Ligt eraan wat de cosinusphie (ik hoop dat ik het goed schrijf)is van het apparaat.

Arie

----------


## mark_o

ja idd zoals Arie al zei moet je de cosinusphie weten. Dan kan je met de formule p=u*i*cosphie of in jouw geval vermedigvuldig je het schijnbaar vermogen met de cosinus phie (wat ook in de formule gebeurd met u*i) dan weet je wat het werkelijk vermogen is.

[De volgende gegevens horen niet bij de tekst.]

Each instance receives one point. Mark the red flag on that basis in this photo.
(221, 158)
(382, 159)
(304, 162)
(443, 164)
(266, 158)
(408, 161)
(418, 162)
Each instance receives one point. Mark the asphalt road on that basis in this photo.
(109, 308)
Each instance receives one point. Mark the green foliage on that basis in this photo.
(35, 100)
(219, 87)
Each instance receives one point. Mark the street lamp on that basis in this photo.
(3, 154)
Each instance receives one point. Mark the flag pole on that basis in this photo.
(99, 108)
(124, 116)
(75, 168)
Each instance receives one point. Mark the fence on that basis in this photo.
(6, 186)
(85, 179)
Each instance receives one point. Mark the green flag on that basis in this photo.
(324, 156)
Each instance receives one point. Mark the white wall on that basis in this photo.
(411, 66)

Ik hoop dat ik het goed heb :Smile: 

Vr.Groet
Mark

----------


## Mark

Het is ongeveer!!! 9000Watt... maar zal wel ietsje meer worden.

Mark

----------


## Floor

Aangezien Watt de eenheid is van vermogen, die je verkrijgt uit het product van spanning (Volt) en stroom (Ampere), werd vroeger een Watt ook wel een VA oftewel een voltampere genoemd.
Ik ben heel erg benieuwd wat in bovenstaande reacties wordt bedoeld met de cosinus phie. Meestal wordt met phie de fase (hoek) aangegeven....en de cosinus daarvan nemen is op zich best mogelijk (wellicht zelfs zinnig) maar waar is de (natuurkundige) basis achter dat verhaal? Wat (denken jullie) is dat voor een "eigenschap"...die cosinus phie?

----------


## Tiemen

Cos(phi) is de hoek (in fazorenvoorstelling) tussen je stroom en spanningspijl. (om het even eenvoudig te zeggen  :Smile: )

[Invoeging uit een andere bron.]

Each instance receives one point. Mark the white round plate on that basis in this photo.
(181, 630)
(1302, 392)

Wat vooral belangrijk is is deze formule (denk wel dat ze begrijpelijk is):

P = V[eff]*I[eff]*cos(phi)

in mensentaal:

vermogen = spanning * stroom * cosinusphi

Dus als je cos(phi)=1 is dan zal je een maximaal vermogen hebben met een bepaalde spanning en stroom (maximum van cosinus is 1).
Daarom probeert men een netwerk (schakeling of motor of ...) altijd zo op te bouwen dat cos(phi) zo dicht mogelijk bij 1 ligt (dit is met andere woorden het voordeligst)

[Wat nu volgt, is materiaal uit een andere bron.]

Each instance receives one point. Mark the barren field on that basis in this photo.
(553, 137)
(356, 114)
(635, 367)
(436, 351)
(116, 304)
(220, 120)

Besluit i.v.m. topic : je vermogen is afhankelijk van je cosinusphi. En benaderd kan je dit inderdaad 1 stellen, dus ong. 9kW

Markske

----------


## michiel

Hmm, ik hier hier helemaal geen beeld van vormen. Hoe moet ik die hoek tussen de stroom en de spanning dan "zien"?

Groeten, michiel

----------


## Reemski

Dus, wanneer de cosphi (geen pi?) maximaal 1 is. Kan je in het meest negatieve geval stellen dat je VA gewoon gelijk kunt stellen aan het Wattage.

----------


## mark_o

Ja idd. maar dit zal weinig voor komen. 

Alleen bij apparaten met inductieve en capasitieve weerstand is er cosphie . Inductieve is alleen bij spoelen. En  capacitieve weerstand is alleen bij condensators.

Gloei lampen enzo hebben alleen een ohmse belasting, daarbij staan de spanning en stroom in fase dus is daar geen geval van cos phie.

P schijnbaar Ps=U*I

Dus P schijnbaar is het vermogen dat in VA word uitgedrukt.

En P werkelijk is Pw=U*I*Cos Phie


hoop dat het allemaal goed is en dat je er wat van begijpt :Smile: 

Vr.Groet
Mark

----------


## Gast1401081

Gaatieweer.

Totaal vermogen = wattvermogen + blindvermogen.

Het blijkt dat de stroom en de spanning niet helemaal tegelijkertijd in een verbruikstoestel aankomen, dit door spoelwerking, of condensatorwerking. Nu wordt dus het totaal vermogen in VA aangegeven, het blindvermogen ( stroom die wel door je draad loopt, maar niet in je gebruik tot warmte leidt) is sinus phi x VA, en je echte vermogen ( dat wat aan je as te meten is ) cos phi x VA.

Dus een apparaat van 9000 VA levert met een cos phi van 0,88 maar 8000 Watt op, en trekt 1000 VAR Blindvermogen. Er loopt dus 1000/220 = 4,5 ampere stroom  door je bekabekling die je NIET gebruikt, maar die wel je aderdikteberekening lekschieten. Nou is een cos phi van minder dan 0,95 eigenlijk alleen te vinden in de wat zwaardere motoren, dus xzo'n vaart loopt dat niet. Maar ook trafo's etc voor HMI kunnen het net al behoorlijk blind trekken.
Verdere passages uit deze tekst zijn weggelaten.